呻吟語 / 内篇・談道・惟だ中道のみ名無し
惟平脈無病,七表、八裡、九道,皆病名也;惟中道無名,五常、百行、萬善,皆偏名也。
新字:惟平脈無病,七表、八裡、九道,皆病名也;惟中道無名,五常、百行、万善,皆偏名也。
書き下し
惟だ平脈のみ病無し。七表・八裡・九道は、皆な病の名なり。惟だ中道のみ名無し。五常・百行・萬善は、皆な偏の名なり。
現代語訳
平らかな脈だけが病ではありません。七表、八裏、九道と呼ばれる脈は、みな病の名です。
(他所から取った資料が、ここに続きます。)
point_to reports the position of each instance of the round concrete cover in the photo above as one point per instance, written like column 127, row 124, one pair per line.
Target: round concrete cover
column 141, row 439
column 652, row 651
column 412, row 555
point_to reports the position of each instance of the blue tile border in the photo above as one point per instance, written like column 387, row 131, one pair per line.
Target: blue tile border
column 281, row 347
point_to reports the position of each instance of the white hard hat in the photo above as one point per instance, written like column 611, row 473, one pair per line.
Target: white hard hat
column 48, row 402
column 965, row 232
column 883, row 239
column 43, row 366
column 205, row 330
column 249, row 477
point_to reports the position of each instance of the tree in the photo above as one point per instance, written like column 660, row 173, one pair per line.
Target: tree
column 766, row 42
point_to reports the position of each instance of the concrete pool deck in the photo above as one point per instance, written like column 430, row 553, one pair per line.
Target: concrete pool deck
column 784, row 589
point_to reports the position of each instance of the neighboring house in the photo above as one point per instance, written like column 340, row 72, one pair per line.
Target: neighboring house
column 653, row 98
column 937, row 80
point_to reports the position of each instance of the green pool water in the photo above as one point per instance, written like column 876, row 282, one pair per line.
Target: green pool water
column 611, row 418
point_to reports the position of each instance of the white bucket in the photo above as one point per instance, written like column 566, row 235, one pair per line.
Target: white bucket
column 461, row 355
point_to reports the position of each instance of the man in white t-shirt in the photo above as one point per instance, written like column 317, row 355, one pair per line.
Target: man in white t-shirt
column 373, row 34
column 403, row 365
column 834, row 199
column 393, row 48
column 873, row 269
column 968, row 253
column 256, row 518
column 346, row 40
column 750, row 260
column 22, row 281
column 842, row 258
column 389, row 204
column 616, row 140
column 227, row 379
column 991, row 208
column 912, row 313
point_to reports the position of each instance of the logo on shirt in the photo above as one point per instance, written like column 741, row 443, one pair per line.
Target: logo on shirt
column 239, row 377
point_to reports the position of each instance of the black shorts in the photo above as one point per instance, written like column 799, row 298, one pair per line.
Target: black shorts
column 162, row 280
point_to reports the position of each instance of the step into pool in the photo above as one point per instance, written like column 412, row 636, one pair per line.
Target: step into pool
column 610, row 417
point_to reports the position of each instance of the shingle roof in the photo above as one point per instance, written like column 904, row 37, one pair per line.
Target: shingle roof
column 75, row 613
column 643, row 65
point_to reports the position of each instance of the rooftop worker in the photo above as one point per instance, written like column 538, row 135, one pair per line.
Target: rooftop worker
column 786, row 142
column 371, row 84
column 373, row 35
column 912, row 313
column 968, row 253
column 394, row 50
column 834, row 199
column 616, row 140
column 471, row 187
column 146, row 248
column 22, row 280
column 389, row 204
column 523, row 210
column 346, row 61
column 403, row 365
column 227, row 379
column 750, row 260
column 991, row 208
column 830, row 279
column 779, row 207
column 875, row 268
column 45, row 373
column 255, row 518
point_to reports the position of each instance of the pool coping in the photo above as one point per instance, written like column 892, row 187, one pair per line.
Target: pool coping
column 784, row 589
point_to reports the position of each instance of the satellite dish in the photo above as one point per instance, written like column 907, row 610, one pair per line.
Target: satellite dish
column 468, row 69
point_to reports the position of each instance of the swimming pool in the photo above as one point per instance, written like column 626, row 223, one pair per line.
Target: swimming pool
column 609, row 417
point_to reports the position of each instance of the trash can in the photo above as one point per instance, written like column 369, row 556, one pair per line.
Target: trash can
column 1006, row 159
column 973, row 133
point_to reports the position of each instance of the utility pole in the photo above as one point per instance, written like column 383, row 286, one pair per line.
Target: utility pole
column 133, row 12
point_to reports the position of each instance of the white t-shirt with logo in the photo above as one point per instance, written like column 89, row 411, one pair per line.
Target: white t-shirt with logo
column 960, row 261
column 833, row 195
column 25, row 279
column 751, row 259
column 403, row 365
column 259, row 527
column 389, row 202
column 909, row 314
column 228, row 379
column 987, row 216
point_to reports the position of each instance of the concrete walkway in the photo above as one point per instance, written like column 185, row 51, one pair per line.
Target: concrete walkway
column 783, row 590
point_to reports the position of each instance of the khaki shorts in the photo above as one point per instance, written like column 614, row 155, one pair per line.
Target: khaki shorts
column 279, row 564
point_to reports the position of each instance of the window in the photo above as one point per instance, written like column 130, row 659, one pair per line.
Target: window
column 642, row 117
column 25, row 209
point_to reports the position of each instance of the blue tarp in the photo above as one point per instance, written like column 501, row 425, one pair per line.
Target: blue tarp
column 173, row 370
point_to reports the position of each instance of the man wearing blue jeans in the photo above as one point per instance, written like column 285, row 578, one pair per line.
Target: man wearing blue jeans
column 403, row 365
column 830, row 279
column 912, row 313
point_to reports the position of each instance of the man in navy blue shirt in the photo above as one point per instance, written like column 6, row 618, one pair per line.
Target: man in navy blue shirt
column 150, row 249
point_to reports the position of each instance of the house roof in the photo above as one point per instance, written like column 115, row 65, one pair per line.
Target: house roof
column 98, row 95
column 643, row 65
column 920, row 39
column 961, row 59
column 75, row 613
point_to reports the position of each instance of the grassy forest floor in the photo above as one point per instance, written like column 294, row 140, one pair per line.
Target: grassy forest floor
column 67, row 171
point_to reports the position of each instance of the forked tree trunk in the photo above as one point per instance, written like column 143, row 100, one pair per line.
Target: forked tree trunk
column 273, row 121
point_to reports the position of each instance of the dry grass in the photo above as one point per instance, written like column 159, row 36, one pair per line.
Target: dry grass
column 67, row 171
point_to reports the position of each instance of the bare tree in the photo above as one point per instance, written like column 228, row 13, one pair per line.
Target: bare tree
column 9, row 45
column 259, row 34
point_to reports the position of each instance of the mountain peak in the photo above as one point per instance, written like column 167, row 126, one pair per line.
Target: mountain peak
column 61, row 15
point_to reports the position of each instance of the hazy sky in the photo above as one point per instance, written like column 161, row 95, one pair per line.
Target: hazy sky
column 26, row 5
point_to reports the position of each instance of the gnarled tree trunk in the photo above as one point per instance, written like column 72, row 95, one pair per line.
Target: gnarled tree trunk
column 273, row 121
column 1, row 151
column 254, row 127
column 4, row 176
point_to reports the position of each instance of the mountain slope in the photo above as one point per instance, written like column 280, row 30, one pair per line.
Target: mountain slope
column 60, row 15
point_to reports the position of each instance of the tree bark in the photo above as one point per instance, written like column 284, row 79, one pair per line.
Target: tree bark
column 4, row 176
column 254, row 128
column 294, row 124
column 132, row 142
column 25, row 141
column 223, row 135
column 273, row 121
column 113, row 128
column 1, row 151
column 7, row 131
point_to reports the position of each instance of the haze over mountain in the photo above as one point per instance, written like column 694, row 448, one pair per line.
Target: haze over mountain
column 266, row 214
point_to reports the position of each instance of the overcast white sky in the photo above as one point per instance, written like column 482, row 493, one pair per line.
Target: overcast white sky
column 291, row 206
中道だけが名を持ちません。五常も百行も万善も、みな偏りの名です。
解説
脈診の用語を借りた、鮮やかな一段です。健康な脈にだけ名前が無く、名がつくものはすべて病である。同じように、中道にだけ名が無く、仁だの義だのと名のつくものはすべて偏りの名だと言います。徳目を並べて覚えることに慣れた読者には、足元がぐらつく指摘でしょう。名前がつくということは、そこだけが目立っているということ。つり合いが取れているものは、名を必要としないのです。